Im Laufe der Forschungen wurde klar, dass das ursprüngliche Projektkonzept erweitert werden musste. Insbesondere die vielen in Spoleto erkennbaren Einflüsse aus der Etruria interna, besonders um den Bolsenasee, aus Nordetrurien mit Vetulonia, Casale Marittimo und aus Vulci, eröffnen ganz neue Wege zum Verständnis der kulturellen Beziehungen Südumbriens in der orientalisierenden Zeit. Darüber hinaus sind im Material auch die Kontakte zu Matelica, Pitino S. Severino in den Marken, zu Terni, zu den Gräberfeldern in den nördlichen Abruzzen und im Latium vetus sehr evident.

Neues Forschungsziel ist die umfassende Erfassung und Aufarbeitung dieser einzigartigen Befunde gemeinsam mit den italienischen Kollegen.

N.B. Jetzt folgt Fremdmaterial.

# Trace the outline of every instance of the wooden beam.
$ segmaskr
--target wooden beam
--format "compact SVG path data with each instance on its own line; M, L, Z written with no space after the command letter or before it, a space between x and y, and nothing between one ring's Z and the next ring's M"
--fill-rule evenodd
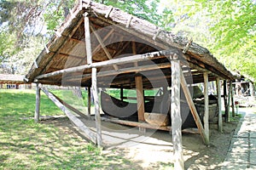
M188 105L189 106L189 109L191 110L192 116L193 116L194 120L195 122L195 124L196 124L196 126L198 128L198 131L199 131L199 133L200 133L200 134L201 134L201 138L203 139L203 142L207 145L208 145L209 144L209 141L207 139L207 134L205 133L205 130L204 130L203 126L201 124L200 116L199 116L199 115L197 113L197 110L195 109L195 104L193 102L193 99L192 99L189 89L188 85L187 85L186 79L185 79L184 75L183 75L183 72L181 72L181 85L182 85L184 95L186 97L186 99L188 101Z
M83 134L94 144L96 144L96 137L93 131L88 128L84 122L82 122L79 118L77 118L68 109L66 108L64 105L61 104L50 92L49 92L45 88L41 88L42 91L48 96L48 98L55 104L69 118L69 120L74 123L82 132Z
M227 81L224 81L224 107L225 107L225 122L229 122L229 112L228 112L228 102L227 102Z
M174 168L184 169L184 160L182 144L182 118L180 111L180 61L172 60L172 98L171 98L171 118L173 156L175 158Z
M90 42L90 20L87 16L88 13L84 13L84 34L85 34L85 47L86 47L86 57L87 64L92 63L91 54L91 42Z
M96 37L96 39L98 40L99 43L101 44L101 47L102 48L104 53L106 54L108 59L111 60L113 59L113 57L111 56L110 53L108 51L102 39L101 38L101 37L96 33L96 31L95 31L95 29L93 28L92 26L90 26L91 31L93 31L95 37ZM116 65L113 65L113 67L114 68L114 70L119 70L119 67Z
M102 122L100 115L100 103L97 91L97 69L92 68L91 70L91 87L94 99L94 114L96 127L96 137L97 137L97 146L100 148L102 146Z
M39 116L40 116L40 88L39 84L37 83L36 87L36 109L35 109L35 122L39 122Z
M209 133L209 96L208 96L208 74L204 73L204 98L205 98L205 114L204 114L204 129L206 133L206 140L210 141Z
M113 29L112 29L110 31L108 31L108 33L105 36L105 37L103 38L102 42L105 42L108 37L109 36L111 36L113 34L113 32L114 31ZM98 46L96 46L93 51L92 51L92 54L94 54L96 52L97 52L101 48L101 44L99 44Z
M174 51L158 51L158 52L152 52L152 53L148 53L148 54L137 54L137 55L132 55L129 57L123 57L123 58L119 58L119 59L112 59L107 61L102 61L102 62L97 62L97 63L91 63L90 65L84 65L80 66L75 66L75 67L71 67L67 69L63 69L61 71L56 71L54 72L47 73L47 74L43 74L36 76L36 79L41 79L41 78L47 78L54 76L57 76L60 74L63 73L71 73L71 72L77 72L80 71L84 71L84 69L90 69L90 68L97 68L97 67L102 67L102 66L108 66L108 65L120 65L120 64L126 64L126 63L131 63L134 61L143 61L146 60L153 60L156 58L161 58L161 57L166 57L166 55L176 55L176 52Z
M217 77L217 95L218 95L218 129L223 133L222 111L221 111L221 84L220 78Z
M87 109L88 109L88 115L90 115L90 87L87 88Z
M143 76L135 76L136 90L137 90L137 114L138 121L144 122L144 98L143 98Z
M231 84L230 84L231 83ZM232 117L235 117L235 101L234 101L234 89L232 87L232 81L230 82L230 86L231 86L231 108L232 108Z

Zuletzt wurden die ältesten Bestattungen (Ende 8. – 1. Hälfte des 7. Jh. v. Chr.) z.T. restauriert und wissenschaftlich ausgewertet. Besonders auffällig sind die Bestanteile der Frauentracht mit großen verzierten Zweiknopf-Navicellafibeln, die teilweise Bernsteineinlagen aufweisen und große Bronze- und Eisenringe, die möglicherweise zu Gürteln gehörten. Daneben kommen bronzene Spindeln, Spinnwirtel, Nähnadeln und große verzierte Impastogefäße vor.

1. Materialaufnahme, Materialstudium, chronologische Einordnungen, Untersuchungen der Grabriten, kulturelle Zuweisungen

2. Restaurierung: Die Restaurierung der Impastogefäße bereitete von Anfang an die größten Schwierigkeiten, da diese oft stark zerscherbt und anscheinend auch schlecht gebrannt worden sind. Erst durch die Restaurierungen der eisernen Gegenstände konnten Werkzeuge (Meißel, Beile, Sägeblatt, Sicheln) in den Waffengräbern von Spoleto nachgewiesen werden, die für diese Epoche (1. Hälfte des 7. Jhs. v.Chr.) außergewöhnlich sind. Aktuell werden in den Restaurierungswerkstätten des Römisch-Germanischen Zentralmuseums in Mainz Teile der Beigaben restauriert, die aus dem Mädchengrab 15 mit der Bronzerassel stammen. In dem Erdblock befinden sich neben figürlichen Silberfibeln auch viele Schmuckanhänger mit metalleingefassten Muscheln, Glas und Bernstein. Aus dem gleichen Grab wurden bereits zwei eiserne Schmuckscheiben restauriert, die typisch für die zentralitalische Frauentracht sind und erstmals in einem Kleinkindergrab nachgewiesen werden konnten.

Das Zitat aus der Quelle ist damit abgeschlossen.